Not all bacteria that reside on our skin are harmful. In fact, the balance of the skin’s microbiota is a fundamental factor in maintaining the skin’s barrier function and improving its quality.

In fact, some microorganisms resident in the skin, protect us from infections. In this sense, the bacteria Propionibacterium acnes and Staphylococcus epidermidis have been shown to inhibit the growth of pathogenic bacteria such as Staphylococcus aureus and Staphylococcus pyogenes (9).

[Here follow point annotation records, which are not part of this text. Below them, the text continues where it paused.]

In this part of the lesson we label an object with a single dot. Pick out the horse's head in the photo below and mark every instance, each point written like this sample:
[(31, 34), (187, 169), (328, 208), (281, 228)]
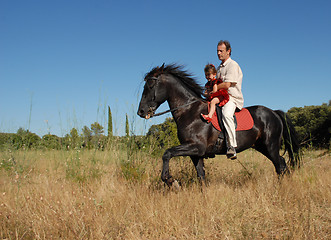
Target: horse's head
[(154, 93)]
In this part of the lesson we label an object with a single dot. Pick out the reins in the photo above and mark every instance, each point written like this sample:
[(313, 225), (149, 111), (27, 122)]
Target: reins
[(174, 109)]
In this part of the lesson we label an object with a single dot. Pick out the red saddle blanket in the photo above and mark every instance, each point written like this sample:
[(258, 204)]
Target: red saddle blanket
[(244, 120)]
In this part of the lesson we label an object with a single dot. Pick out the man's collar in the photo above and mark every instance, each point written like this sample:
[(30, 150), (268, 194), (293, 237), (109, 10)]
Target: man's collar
[(226, 62)]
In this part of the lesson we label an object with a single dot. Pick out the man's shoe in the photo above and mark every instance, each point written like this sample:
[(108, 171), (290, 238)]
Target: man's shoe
[(231, 153)]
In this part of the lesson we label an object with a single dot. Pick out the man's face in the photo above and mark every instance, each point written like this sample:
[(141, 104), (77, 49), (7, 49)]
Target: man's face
[(222, 54)]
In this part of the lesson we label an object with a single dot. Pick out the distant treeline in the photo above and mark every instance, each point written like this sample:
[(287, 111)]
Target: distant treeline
[(313, 125)]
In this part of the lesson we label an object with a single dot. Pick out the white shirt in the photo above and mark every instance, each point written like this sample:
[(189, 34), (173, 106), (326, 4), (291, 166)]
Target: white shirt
[(229, 71)]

Therefore, to improve the health of our skin, it is essential to maintain proper hygiene and protect it from external aggressions, allowing us to maintain a correct balance of our microbiota.

Bibliography

  1. Santamaría González, V., Alvarado Delgadillo, A., Flora cutánea como protección y barrera de la piel norma. Rev Cent Dermatol Pascua (2002) 11, 1.
  2. Dreno,B., Araviiskaia, E., et al. Microbiome in healthy skin. JEADV (2016) 30, 2038–
  3. Catinean, A., Neag, MA., et al. Microbiota and Immune-Mediated Skin Diseases—An Overview. Microorganisms (2019) 7, 279.
  4. Tott_e JE., van der Feltz WT., et al. Prevalence and odds of Staphylococcus aureus carriage in atopic dermatitis: a systematic review and meta-analysis. Br J Dermatol (2016) 175:687-95.
  5. Alekseyenko, A.V.; Perez-Perez, G.I.; et al. Community differentiation of the cutaneous microbiota in psoriasis. Microbiome (2013) 1, 31.
  6. Lober, C.W.; Belew, P.W.; et al. Patch tests with killed sonicated microflora in patients with psoriasis. Dermatol. (1982) 118, 322–325.
  7. Gomez-Moyano, E.; Crespo-Erchiga, V., et al. Do Malassezia species play a role in exacerbation of scalp psoriasis? Mycol. Med. (2014) 24, 87–92.
  8. Yu Ri Woo, Se Hoon Lee, et al., Characterization and Analysis of the Skin Microbiota in Rosacea: Impact of Systemic Antibiotics Clin. Med. (2020) 9, 185.
  9. Nguyen TH., Park MD., Otto M. Host Response to Staphylococcus epidermidis Colonization and Infections. Frontiers in Cellular and Infection Microbiology (2017). 7, 90.